News Scraper

News Scraper is a very simple web application built with Node JS that allows users to scrap news from url.

Features

  • Scrap data from news urls to get the content, title, and time of publish.
  • Media currently supported:
    • Tribunn News
    • Kompas
    • Liputan 6
    • Tempo
    • Suara
    • Jawa Pos
    • Merdeka
    • OkeZone
    • Sindo News
    • Kontan

Notes

  • Some news may not be well scraped
  • Some media content may contain extra spaces or tabs (not clean)

Tech

  • Node JS (Node v18 or above)

Package/Frameworks

  • Express JS (v4.18)

Getting Started

To get started with News Scraper, you will need to have Node JS installed on your computer.
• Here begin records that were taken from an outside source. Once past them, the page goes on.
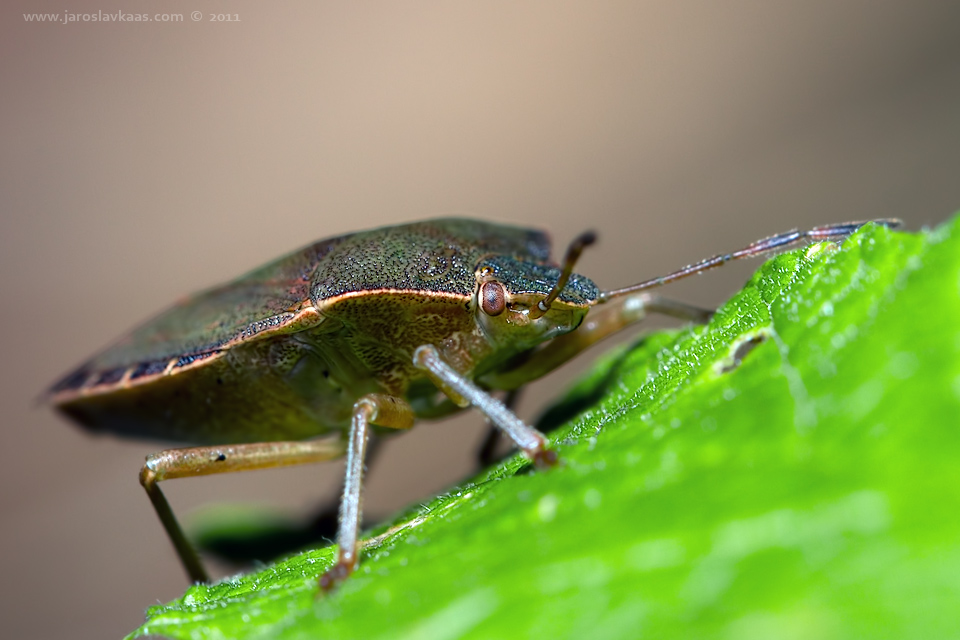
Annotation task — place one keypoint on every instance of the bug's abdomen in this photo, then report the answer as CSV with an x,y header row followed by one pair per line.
x,y
270,390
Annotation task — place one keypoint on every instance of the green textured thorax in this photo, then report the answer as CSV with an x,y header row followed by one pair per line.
x,y
437,256
285,350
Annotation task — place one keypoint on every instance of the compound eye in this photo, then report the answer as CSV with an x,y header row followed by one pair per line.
x,y
493,299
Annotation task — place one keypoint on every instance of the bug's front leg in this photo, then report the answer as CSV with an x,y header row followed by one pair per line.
x,y
464,392
604,321
372,409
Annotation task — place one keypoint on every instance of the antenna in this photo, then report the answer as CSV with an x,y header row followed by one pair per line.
x,y
576,247
779,241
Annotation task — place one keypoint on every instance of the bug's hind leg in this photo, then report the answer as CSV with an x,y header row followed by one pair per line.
x,y
201,461
466,393
371,409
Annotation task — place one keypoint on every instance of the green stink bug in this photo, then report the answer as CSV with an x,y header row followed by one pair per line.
x,y
369,330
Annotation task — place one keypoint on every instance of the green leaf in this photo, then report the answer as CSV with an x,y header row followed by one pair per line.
x,y
807,487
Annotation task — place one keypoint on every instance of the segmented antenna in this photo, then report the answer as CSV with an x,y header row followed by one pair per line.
x,y
576,247
779,241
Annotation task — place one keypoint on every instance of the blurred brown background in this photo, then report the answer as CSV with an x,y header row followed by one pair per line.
x,y
141,162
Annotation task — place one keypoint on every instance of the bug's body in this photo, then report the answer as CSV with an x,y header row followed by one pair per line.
x,y
370,329
283,352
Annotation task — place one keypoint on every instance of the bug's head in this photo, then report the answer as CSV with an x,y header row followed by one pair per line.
x,y
519,305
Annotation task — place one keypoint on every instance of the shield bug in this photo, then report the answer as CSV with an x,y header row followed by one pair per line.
x,y
366,331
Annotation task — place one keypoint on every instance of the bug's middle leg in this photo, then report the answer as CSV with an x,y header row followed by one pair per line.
x,y
372,409
465,393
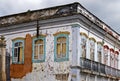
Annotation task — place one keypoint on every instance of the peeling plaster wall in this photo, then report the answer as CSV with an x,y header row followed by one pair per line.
x,y
45,71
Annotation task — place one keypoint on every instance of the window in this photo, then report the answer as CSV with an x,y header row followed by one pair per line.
x,y
116,59
18,51
83,44
92,48
106,48
111,57
39,49
99,51
61,48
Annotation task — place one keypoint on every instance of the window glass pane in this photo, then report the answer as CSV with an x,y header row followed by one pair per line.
x,y
18,52
21,57
16,44
83,46
99,52
20,44
36,52
63,49
41,50
61,39
92,49
40,41
106,56
58,50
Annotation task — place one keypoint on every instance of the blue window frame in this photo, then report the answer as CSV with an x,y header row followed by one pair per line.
x,y
39,50
18,51
61,47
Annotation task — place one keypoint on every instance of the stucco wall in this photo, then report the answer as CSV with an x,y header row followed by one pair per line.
x,y
45,71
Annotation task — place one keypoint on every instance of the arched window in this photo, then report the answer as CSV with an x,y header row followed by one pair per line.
x,y
18,51
111,57
99,52
92,48
39,49
83,45
106,49
61,48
You can download Node JS from the official website: https://nodejs.org/

Once you have Node JS installed, follow these steps:

  • Clone the repository to your local machine using
git clone https://github.com/Alitindrawan24/news-scraper
  • Navigate to the project directory using the command line.
  • Install dependencies
npm install
  • Run the app using
npm run start

Endpoints

  • GET/ get welcome message
  • POST/scraps scrap url using parameter url in body

Test

You can test the app using command :

npm run test

What's Next ?

  • Fix any issue on scraping current media.
  • Search news by topic.
  • Build a minimal front-end that would be consuming this service.